Resenha: A Arma Escarlate

Hoje eu estou aqui para falar de um livro que venho ansiando ler há dois meses: A Arma Escarlate, de Renata Ventura. Finalmente, após alguma dificuldade de encontrá-lo nas livrarias locais, comprei. Li-o em dois dias.

Muito bem. A Arma Escarlate conta a história de um menino de treze anos de idade chamado Idá Aláàfin, de pseudônimo Hugo Escarlate. No ano de 1997, em meio a um tiroteio na favela em que mora, ele descobre que é um bruxo através de uma carta (entregue por um pombo) convidando-o para estudar na escola de bruxaria local. Jurado de morte pelos chefes do tráfico, o menino foge, rezando para que a carta seja verdadeira e o guie até a entrada do mundo secreto da magia.

Muitos vão se identificar certa semelhança com um famoso bruxinho inglês. De fato, elas são tantas que, logo no primeiro capítulo já fica muito claro que ocorre mais que uma inspiração. Antes mesmo do livro começar, Renata Ventura já esclarece:

Em uma entrevista com J.K. Rowling, autora da série Harry Potter, um fã norte-americano lhe perguntou se ela algum dia escreveria um livro sobre uma escola de bruxaria nos Estados Unidos. Ela respondeu que não, “… mas fique à vontade para escrever o seu”.

Sentindo-me autorizada pela própria Sra. Rowling, resolvi aceitar o desafio: Como seria uma escola de bruxaria no Brasil? Especificamente para este primeiro livro, como seria uma escola de bruxaria no Rio de Janeiro? (VENTURA, 2011)

Os fãs da série vão encontrar, no livro, muitas referências ao livro de J. K. Rowling. Os mais atentos vão notar que esse livro se passa exatamente quando Voldemort está no auge de seu poder, abrangendo o momento da morte do Dumbledore e o começo da caça pelas horcruxes. Há mais do que simples referências a esses fatos, mas não vou dizer muito para não estragar a surpresa.

Enfim, deixando Harry Potter de lado, vou falar um pouco sobre A Arma Escarlate.

Para um livro de fantasia, há uma preocupação excessiva em não pecar ao descrever a realidade do Rio de Janeiro no final da década de 1990. Há um encontro perfeito entre realidade e ficção que poucos autores de fantasia são capazes de criar.

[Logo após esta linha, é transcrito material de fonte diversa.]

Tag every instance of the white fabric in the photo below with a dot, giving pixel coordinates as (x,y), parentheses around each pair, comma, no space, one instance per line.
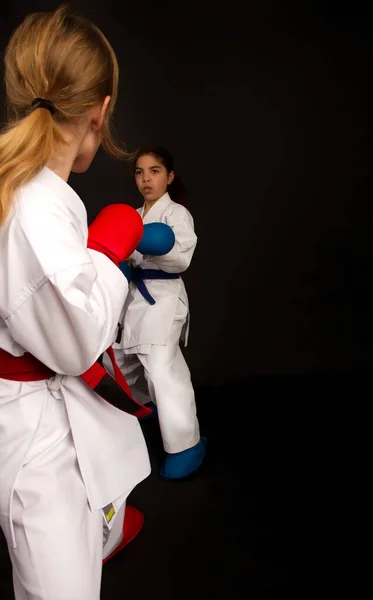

A escola de magia (Nossa Senhora do Korkovado), pública, possui todos os problemas que são encontrados na maior parte das escolas brasileiras: pouca verba ou pouca vontade da direção (no caso o Conselho) em gastar a verba que tem contratando bons professores e melhorando a infra-estrutura do lugar. A personalidade de Hugo também é algo surpreendente realista, assim como a da maior parte dos personagens que o cercam.

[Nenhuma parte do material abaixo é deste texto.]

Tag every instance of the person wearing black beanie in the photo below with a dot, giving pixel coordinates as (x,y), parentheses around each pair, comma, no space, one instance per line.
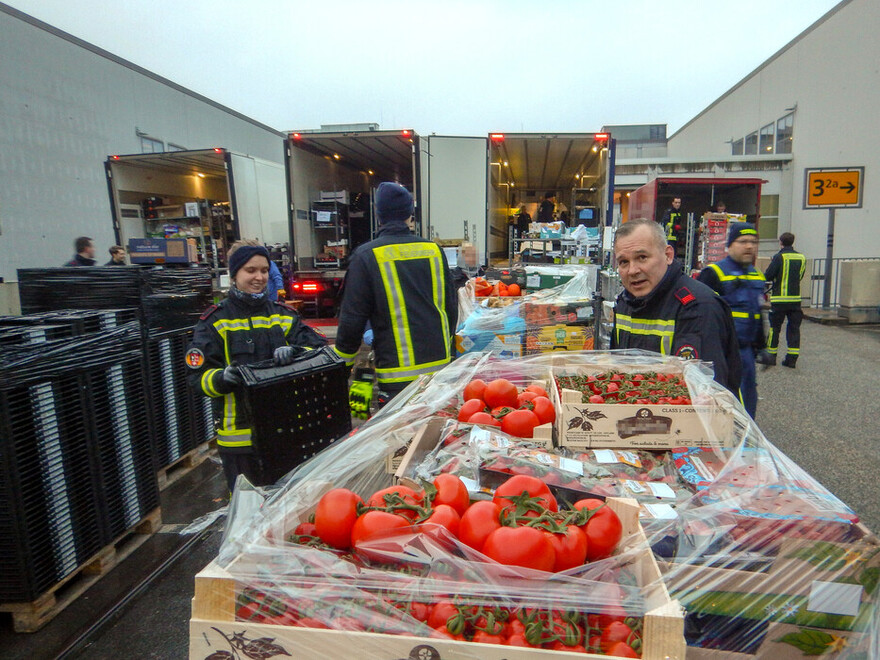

Na minha opinião, o livro peca gravemente apenas em um sentido: a autora se preocupa tanto em retratar sotaques e gírias na fala das personagens que a leitura fica um pouco confusa para quem está distante da realidade carioca e mineira (que são os sotaques que mais aparecem). É claro que não impede a leitura, mas cria uma barreira para um leitor um pouco mais impaciente, o que, levando em conta que o livro é destinado a um público predominantemente infanto-juvenil, pode ser considerado um grave defeito.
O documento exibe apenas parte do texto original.